The above restatements impacted net debt and EBITDA which had an
impact on headline financial leverage and interest cover covenant
calculations, but the Group remained within covenant requirements
for all relevant periods. The overall impact on the restatements
was to increase net debt by GBP24.2m to GBP217.0m at 30 June 2017
and by GBP34.9m to GBP258.7m at 31 December 2017. Additional
interest payable as a result of the restatements has been accrued
for in the relevant periods in this Interim Report (GBP0.2m for the
six months ended 30 June 2017 and GBP0.4m for the year ended 31
December 2017).
Going Concern
The Directors have considered the Group's forecasts which
support the view that the Group will be able to continue to operate
within its banking facilities and comply with its banking
covenants. Through its various business activities the Group is
exposed to a number of risks and uncertainties (see Note 15), which
could affect the Group's ability to meet these forecasts and hence
its ability to meet its banking covenants.

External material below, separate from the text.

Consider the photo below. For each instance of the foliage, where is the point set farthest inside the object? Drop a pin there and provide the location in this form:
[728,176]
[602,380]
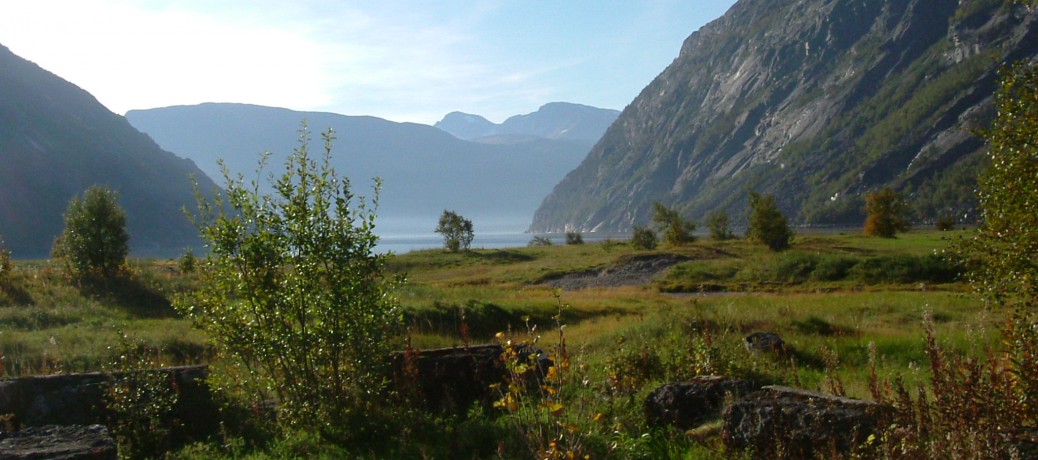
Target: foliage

The Directors have
considered the challenging trading conditions, the current
competitive environment and markets in which the Group's businesses
operate and associated credit risks, together with the available
ongoing committed finance facilities and the potential actions that
can be taken, should revenues be worse than expected, to protect
operating profits and cash flows. After making enquiries, the
Directors have formed a judgement that there is a reasonable
expectation that the Group has adequate resources to continue in
operational existence for the foreseeable future. For this reason,
the going concern basis has been adopted in preparing this Interim
Report.
New standards, interpretations and amendments adopted by the
Group
The Group applies for the first time the following two new
standards which became effective as of 1 January 2018:
-- IFRS 15 "Revenue from contracts with customers"
-- IFRS 9 "Financial instruments"
The nature and effect of these standards are disclosed
below.
IFRS 15 "Revenue from contracts with customers"
The Group has adopted IFRS 15 using the modified retrospective
method approach and therefore the 2017 comparative information has
not been restated and the opening equity at 1 January 2018 is
adjusted for the cumulative effect of applying IFRS 15 at that
date. The comparative information continues to be reported under
IAS 18 and IAS 11. The details of the significant changes and
quantitative impact of the changes are set out below.
IFRS 15 applies to all revenue arising from contracts with
customers, unless those contracts are in the scope of other
standards. The new standard establishes a five-step model to
account for revenue arising from contracts with customers. Revenue
is measured based
Notes to the Condensed Interim Financial Statements
(continued)
1. Basis of preparation of Condensed Interim Financial Statements (continued)
on the consideration specified in a contract with a customer and
excludes amounts collected on behalf of third parties. The Group
recognises revenue when it transfers control over a product or
service to a customer.
In the comparative period, revenue was measured at the fair
value of the consideration received or receivable for goods or
services, net of discounts and customer rebates, VAT and other
sales-related taxes. Revenue from the sale of goods was recognised
on receipt of goods by the customer. Customer rebates were
accounted for as a separate component of the sales transaction,
with a portion of the fair value of the consideration allocated to
customer rebates and recognised in the period as earned. Revenue
generated from a contract to provide services was recognised by
reference to the stage of completion of the specific transaction
and assessed on the basis of the actual service provided as a
proportion of the total services to be provided. Revenue from
construction contracts was recognised by reference to the stage of
completion of the contract activity at the reporting date. Stage of
completion was normally measured by the proportion of contract
costs incurred for work performed to date compared to the estimated
total contract costs, except where this would not be representative
of the stage of completion.
The cumulative catch-up adjustment to the opening balance of
retained losses as at 1 January 2018 is shown in the Statement of
Changes in Equity for the six months ended 30 June 2018 and
resulted in an increase in opening retained losses at 1 January
2018 of GBP0.7m. The Group elected to apply the cumulative catch-up
method only to contracts that were not completed at 1 January
2018.
The details of the significant changes and quantitative impact
of the changes are set out below.
a) Sale of goods
The majority of the Group's revenue arises from contracts with
customers for the sale of goods, with one performance obligation.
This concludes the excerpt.